REVIEW: First thing’s first – this is not an official sequel to BRAVEHEART. While Angus Macfadyen is indeed reprising the role he played in that 1995 classic, this is a micro-budget indie spin-off at best, with little connecting the two films outside of its star. Nor is it related to the big-budget OUTLAW KING, in which Chris Pine played the role. While one can see why Macfadyen would want to continue in the part given Robert’s history post-BRAVEHEART, it’s limited by its budget and the fact that at fifty-four, its star is perhaps a little too old for the part.
All that said, ROBERT THE BRUCE, while often dull, isn’t a disaster. While one questions the notion of making an epic on a shoe-string budget, much less having Montana stand in for Scotland, director Richard Gray makes the most of his limited resources. While large scale action isn't on the menu, the movie never really looks cheap, and the cast isn’t half bad, with bit players Patrick Fugit (clearly having fun as a Scottish rogue) and Jared Harris classing the production up, while others like Anna Hutchison and Zack McGowan are more than decent as the folks Robert the Bruce meets in his travels. Hutchison plays the conspicuously young widow who shelters the Bruce, while McGowan plays her villainous, amorous brother in law.
But what of Macfadyen? While, again, possibly too old for the part, he does still have some legitimate gravitas (he was excellent in the recent THE LOST CITY OF Z, as well as in Cameron Crowe’s WE BOUGHT A ZOO), although some of the choices here are questionable. For one, Robert the Bruce has very little dialogue, particularly in his one scene opposite Harris, who plays a Scottish nobleman who’s betrayed him. I get that it’s being presented as a heroic story being told by Hutchison to her children, which is supposed to set the Bruce up as a kind of legendary man of few words, but it feels like a goofy way to start the film, especially given that it’s the one part of the film where he would get to bounce off of Harris, who can’t help but elevate everything he’s in. Their scene should have been…juicier.

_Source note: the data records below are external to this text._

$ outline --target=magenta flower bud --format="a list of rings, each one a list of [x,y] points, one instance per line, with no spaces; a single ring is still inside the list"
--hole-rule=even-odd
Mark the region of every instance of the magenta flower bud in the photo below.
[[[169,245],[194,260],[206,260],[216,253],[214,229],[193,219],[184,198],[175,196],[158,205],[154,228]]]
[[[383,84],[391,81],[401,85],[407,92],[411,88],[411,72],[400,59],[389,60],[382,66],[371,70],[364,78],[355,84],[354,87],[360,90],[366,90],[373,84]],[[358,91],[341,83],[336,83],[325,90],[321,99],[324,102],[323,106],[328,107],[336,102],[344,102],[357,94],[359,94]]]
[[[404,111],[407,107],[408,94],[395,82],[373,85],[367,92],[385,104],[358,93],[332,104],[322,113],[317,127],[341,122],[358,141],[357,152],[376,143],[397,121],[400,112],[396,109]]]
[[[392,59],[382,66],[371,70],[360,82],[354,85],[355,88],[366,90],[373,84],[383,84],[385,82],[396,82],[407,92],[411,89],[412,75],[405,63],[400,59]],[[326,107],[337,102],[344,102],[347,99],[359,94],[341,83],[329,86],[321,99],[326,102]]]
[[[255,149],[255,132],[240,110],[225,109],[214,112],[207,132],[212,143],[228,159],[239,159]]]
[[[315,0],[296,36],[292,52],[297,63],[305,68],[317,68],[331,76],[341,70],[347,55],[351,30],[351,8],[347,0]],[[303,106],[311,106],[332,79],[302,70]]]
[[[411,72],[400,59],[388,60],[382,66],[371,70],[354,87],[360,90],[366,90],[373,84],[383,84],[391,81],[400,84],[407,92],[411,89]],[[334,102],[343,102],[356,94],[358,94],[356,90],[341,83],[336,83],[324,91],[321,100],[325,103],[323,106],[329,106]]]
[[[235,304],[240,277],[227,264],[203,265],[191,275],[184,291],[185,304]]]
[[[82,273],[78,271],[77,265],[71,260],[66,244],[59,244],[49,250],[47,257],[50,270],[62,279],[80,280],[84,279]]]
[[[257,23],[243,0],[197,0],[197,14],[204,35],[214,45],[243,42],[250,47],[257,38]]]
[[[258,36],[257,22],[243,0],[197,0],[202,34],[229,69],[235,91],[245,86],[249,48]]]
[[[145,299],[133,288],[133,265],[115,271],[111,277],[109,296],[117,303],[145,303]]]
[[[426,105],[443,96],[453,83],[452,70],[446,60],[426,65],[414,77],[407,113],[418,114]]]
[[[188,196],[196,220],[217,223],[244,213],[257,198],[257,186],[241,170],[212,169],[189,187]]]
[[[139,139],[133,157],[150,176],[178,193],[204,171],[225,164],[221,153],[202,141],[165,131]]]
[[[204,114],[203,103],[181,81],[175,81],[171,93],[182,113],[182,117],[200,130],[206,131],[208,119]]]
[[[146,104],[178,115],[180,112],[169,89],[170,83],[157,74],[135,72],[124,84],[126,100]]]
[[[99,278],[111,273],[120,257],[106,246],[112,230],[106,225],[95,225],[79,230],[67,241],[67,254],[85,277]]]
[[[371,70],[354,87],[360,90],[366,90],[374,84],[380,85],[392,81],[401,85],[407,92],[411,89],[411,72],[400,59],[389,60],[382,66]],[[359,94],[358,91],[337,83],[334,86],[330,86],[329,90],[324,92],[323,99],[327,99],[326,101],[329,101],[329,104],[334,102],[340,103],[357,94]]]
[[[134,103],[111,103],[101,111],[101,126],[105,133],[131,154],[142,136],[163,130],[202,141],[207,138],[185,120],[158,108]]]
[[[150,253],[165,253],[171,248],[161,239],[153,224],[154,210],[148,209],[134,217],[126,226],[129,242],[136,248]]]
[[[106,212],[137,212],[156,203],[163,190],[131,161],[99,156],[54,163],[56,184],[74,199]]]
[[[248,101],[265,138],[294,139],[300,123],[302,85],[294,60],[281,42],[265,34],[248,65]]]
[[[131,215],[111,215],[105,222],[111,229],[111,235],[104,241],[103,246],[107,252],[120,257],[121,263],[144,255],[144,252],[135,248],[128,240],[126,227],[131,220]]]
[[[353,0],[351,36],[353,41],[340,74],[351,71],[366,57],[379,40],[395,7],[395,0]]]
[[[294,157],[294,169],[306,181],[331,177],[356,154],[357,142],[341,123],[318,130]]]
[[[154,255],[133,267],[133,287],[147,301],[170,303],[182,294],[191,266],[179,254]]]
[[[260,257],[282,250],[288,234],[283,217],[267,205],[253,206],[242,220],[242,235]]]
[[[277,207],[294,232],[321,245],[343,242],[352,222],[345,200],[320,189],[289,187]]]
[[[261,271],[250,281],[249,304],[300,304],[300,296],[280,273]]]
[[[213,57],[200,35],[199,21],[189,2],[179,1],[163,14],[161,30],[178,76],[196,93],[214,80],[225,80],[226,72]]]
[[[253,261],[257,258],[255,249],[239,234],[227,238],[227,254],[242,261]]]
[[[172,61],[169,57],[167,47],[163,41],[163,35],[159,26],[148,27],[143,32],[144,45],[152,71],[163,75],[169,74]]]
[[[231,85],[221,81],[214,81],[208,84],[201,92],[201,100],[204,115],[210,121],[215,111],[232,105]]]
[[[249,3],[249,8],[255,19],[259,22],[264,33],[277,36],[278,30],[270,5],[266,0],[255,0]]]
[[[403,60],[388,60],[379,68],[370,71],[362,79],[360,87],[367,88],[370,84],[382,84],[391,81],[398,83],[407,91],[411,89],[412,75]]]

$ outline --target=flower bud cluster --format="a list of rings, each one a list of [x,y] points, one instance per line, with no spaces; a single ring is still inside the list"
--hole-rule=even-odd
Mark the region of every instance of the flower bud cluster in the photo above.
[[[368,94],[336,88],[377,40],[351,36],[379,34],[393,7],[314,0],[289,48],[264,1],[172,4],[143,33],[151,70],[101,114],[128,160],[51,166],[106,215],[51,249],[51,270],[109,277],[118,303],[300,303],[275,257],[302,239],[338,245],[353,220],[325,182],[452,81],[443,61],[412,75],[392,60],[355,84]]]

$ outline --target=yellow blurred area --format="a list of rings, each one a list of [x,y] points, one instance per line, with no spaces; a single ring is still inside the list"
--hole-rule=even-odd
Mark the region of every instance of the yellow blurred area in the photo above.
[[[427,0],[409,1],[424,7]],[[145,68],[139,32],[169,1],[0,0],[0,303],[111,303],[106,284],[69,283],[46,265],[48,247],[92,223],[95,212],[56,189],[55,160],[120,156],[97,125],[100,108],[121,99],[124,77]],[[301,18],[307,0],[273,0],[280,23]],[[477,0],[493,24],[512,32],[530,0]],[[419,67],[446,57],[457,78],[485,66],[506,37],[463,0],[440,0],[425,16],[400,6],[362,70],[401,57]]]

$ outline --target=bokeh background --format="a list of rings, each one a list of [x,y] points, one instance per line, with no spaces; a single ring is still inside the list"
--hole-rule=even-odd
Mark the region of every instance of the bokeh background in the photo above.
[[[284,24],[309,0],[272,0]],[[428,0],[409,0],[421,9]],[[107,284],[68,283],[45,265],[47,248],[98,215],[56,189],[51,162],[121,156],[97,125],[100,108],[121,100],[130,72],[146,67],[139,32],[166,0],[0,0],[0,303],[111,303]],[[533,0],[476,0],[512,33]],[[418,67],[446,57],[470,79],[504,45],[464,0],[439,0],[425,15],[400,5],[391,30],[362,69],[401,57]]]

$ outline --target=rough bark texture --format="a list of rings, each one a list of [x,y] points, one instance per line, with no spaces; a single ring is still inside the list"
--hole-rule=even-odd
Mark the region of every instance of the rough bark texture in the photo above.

Robert the Bruce is wounded early on in the film, meaning he spends much of it being nursed back to health, so action scenes are mostly on the back burner until the finale. What’s worse is that he's offscreen for a large chunk of the two-hour-plus running time, which is odd considering he’s the titular character. It’s as if the thinking was that he was so well established by BRAVEHEART that less is more, but not only was that film two and a half decades ago, the character was far from that movie’s star.
All in all, ROBERT THE BRUCE isn’t a disastrous vanity project, as everyone involved makes the most of what they have to work with, but it can’t be denied that it’s twenty years too late. Some of the ideas here aren’t bad, with it almost playing out like a semi-remake of an old Charlton Heston western from the sixties, WILL PENNY (in fact – the movie itself feels a lot more like a small-stakes western than a European history epic), not a bad way to stretch the budget. But, it’s too long and too dull to connect unless you're a massive BRAVEHEART devotee who thought OUTLAW KING departed too strongly from the vibe of Mel Gibson's film.